The canned food industry is better known for its long history than its recent innovations. Smithsonian Magazine reports that the process of preserving foods through canning dates back to the early 1800s when it was first invented by Nicolas Appert. Even though canned foods are a longtime pantry mainstay, the industry had been shrinking in recent decades. The New York Times notes that sales of canned foods had seen a steady decline over the years, and as recently as 2017 General Mills closed a Progresso canned soup plant due to shrinking demand.

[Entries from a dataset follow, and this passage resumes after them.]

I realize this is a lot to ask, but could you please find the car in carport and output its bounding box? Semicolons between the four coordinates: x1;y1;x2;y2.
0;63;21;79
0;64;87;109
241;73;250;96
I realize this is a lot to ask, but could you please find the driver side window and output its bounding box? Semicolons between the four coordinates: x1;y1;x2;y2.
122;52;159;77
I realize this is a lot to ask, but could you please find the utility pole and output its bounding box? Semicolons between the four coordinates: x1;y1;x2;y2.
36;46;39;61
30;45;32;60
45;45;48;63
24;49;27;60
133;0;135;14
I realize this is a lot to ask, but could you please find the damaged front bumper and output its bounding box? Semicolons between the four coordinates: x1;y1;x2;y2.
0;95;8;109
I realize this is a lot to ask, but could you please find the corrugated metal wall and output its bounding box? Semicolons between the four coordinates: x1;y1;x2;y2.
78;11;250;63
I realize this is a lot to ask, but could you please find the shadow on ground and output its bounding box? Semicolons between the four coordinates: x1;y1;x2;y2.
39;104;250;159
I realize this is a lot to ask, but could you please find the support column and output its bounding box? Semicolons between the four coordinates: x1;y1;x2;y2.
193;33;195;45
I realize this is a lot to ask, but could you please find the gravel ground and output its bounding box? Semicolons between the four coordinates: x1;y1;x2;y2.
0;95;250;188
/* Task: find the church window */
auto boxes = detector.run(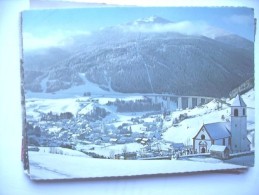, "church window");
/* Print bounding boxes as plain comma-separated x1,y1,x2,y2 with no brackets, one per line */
234,109,238,116
243,108,246,116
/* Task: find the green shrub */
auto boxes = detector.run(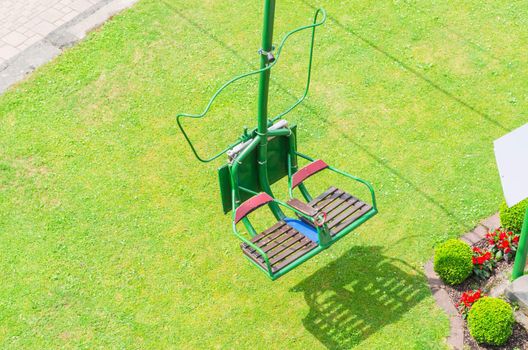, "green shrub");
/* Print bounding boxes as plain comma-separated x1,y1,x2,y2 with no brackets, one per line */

Instead, people in the U.S. were purchasing fresh food more often, due to the perception that it is healthier than canned options.

Of course, demand for canned food shot up dramatically during the pandemic, as consumers were seeking to stock up on shelf-stable food that would last them through a two-week quarantine period at a minimum and limit their number of trips to the grocery store. Thanks to this need, a whole new audience was exposed to the wonders of canned foods. A July 2022 market analysis shared a revised prediction for the canned food industry, which is now expected to grow by nearly $50 billion in the next four years.

And now canned food startup Heyday is arriving on the scene, launching a new line of canned foods in an attempt to mix things up in this growing market.

Inspired by bold flavors

According to Food Navigator, startup Heyday Canning Co. is launching its first line of canned foods that will be arriving on the shelves of Sprouts stores and online around November of this year.

Founded by former Clif Bar and Sweet Earth employees Kat Kavner and Jaime Tully, Heyday's first launch will consist of six different sauce-simmered canned bean options inspired by flavors such as kimchi, coconut curry, and enchiladas. The new line was developed by Kavner and Tully in partnership with recipe developer Ali Slagle, who has worked for notable outlets like the New York Times and Bon Appétit.

The two founders told Food Navigator they were inspired to get into the market while shopping for canned food during the pandemic. Realizing the canned food industry had become stagnant, the pair felt that the market was perfect for a new wave of consumers that might want something more from their canned food options. Their consumer testing found that more people are drawn to shelf-stable, ready-made foods like these for the convenience and reduced food waste.